Monoid

If a, b, and c are elements of a monoid then (ab)c = a(bc) so we can unambiguously write abc. This is the basis of the map-reduce algorithm. To compute abcd we can compute e = (ab) and f = (cd) independently then ef to get the final result. Monoids are also used for pivot tables. The partial calculations e and f are aggregations of the of the entire data set a, b, c, and d. This becomes more interesting when many data values are involved.
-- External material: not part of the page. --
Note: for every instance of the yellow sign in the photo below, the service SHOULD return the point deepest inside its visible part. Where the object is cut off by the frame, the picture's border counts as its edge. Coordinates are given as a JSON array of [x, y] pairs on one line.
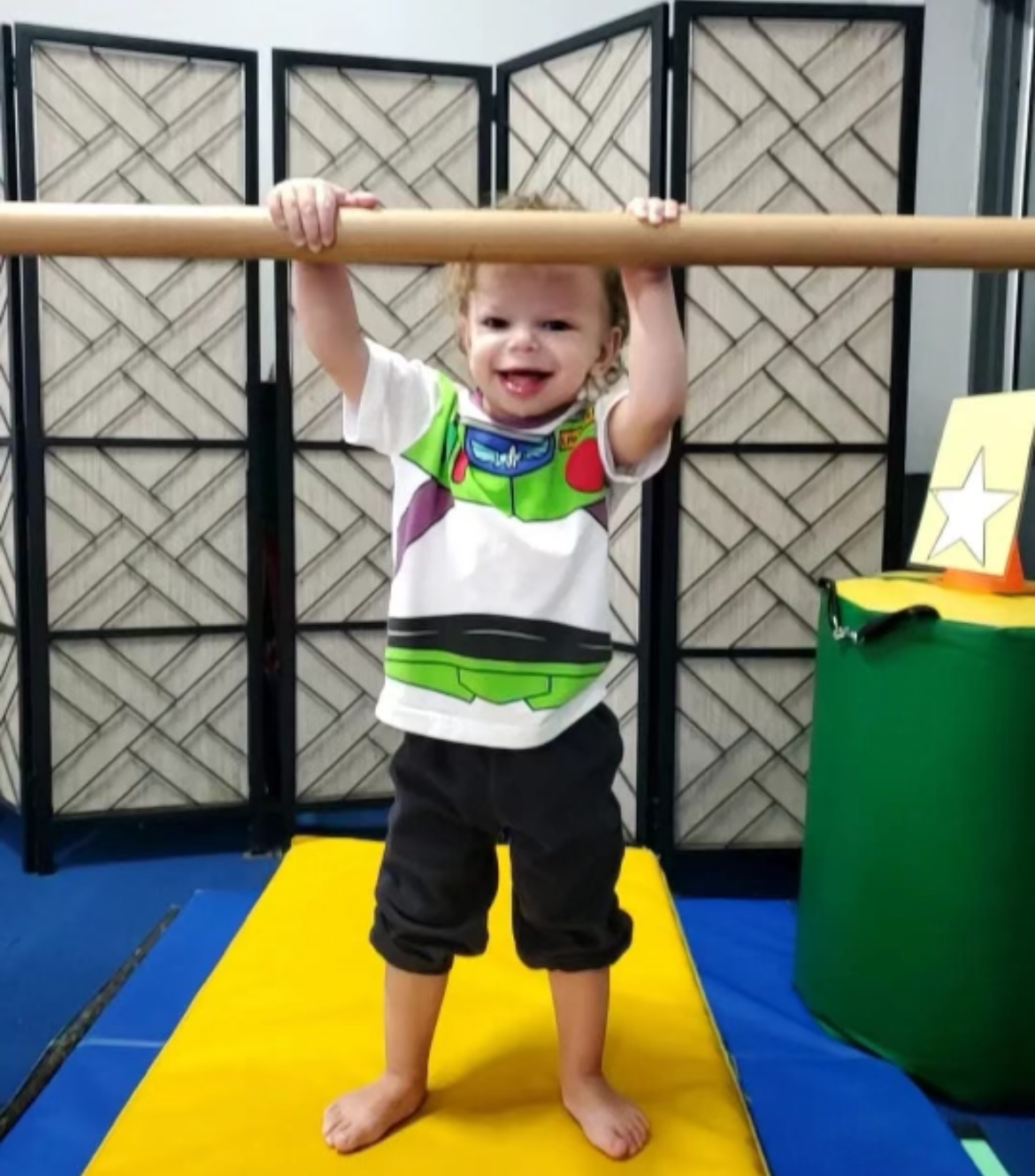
[[978, 487]]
A moniod is a set M with a binary operation m\colon M\times M\to M that is associative and has an identity element e. A binary operation m is associative if m(m(a,b),c) = m(a,m(b,c)), a,b,c\in M. Writing ab for m(a,b) this means (ab)c = a(bc), so writing abc is unambiguous. An identity element e satisfies ea = a = ae for a\in M.

A semigroup is a set with a binary associative operation. A semigroup can be turned into a monoid by adding an identity element. If S is a semigroup let M = S\cup\{e\} (where e\notin S) and define se = s = es for s\in S.

Examples

Let M be the set of real numbers \boldsymbol{R}. Addition and multiplication are commutative with identity 0 and 1 respectivly. Minimum and maximum are commutative with identity \infty and -\infty respectively.
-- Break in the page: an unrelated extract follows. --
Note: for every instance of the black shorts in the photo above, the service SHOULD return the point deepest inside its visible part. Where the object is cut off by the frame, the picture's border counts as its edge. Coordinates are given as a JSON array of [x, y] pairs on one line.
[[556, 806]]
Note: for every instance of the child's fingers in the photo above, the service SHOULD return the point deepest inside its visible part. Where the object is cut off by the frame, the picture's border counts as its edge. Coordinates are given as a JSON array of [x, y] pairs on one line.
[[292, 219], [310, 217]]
Subsets of a set M are a commutative monoid under union and intersection with identity \emptyset and M respectively.

String concatenation forms a non-commutative monoid with identity element the empty string.

Categories with a single object form a monoid. A (small) category is a partial monoid with left and right identities. A category \mathbf{C} has a partial binary operation \circ\colon\mathbf{C}\times\mathbf{C}\rightharpoonup\mathbf{C} and for every f\in\mathbf{C} there exist right and left identities {}_f e\in\mathbf{C} with f\circ {}_f e = f and e_f\in\mathbf{C} with e_f\circ f = f. Using the usual category theory notation f\colon A\to B where A and B are objects with arrow f we can identify {_f}e with A = \operatorname{dom}f and e_f with B = \operatorname{cod}f. Objects are determined by arrows in category theory.

Aggregation

If M is a commutative monoid let M^+ be the collection of all finite subsets of M. Define a function m^+\colon M^+\to M by m^+(\{m_1,\ldots,m_n\}) = m_1 \cdots m_n when m_j are distinct and m^+(\emptyset) = e, the monoid identity.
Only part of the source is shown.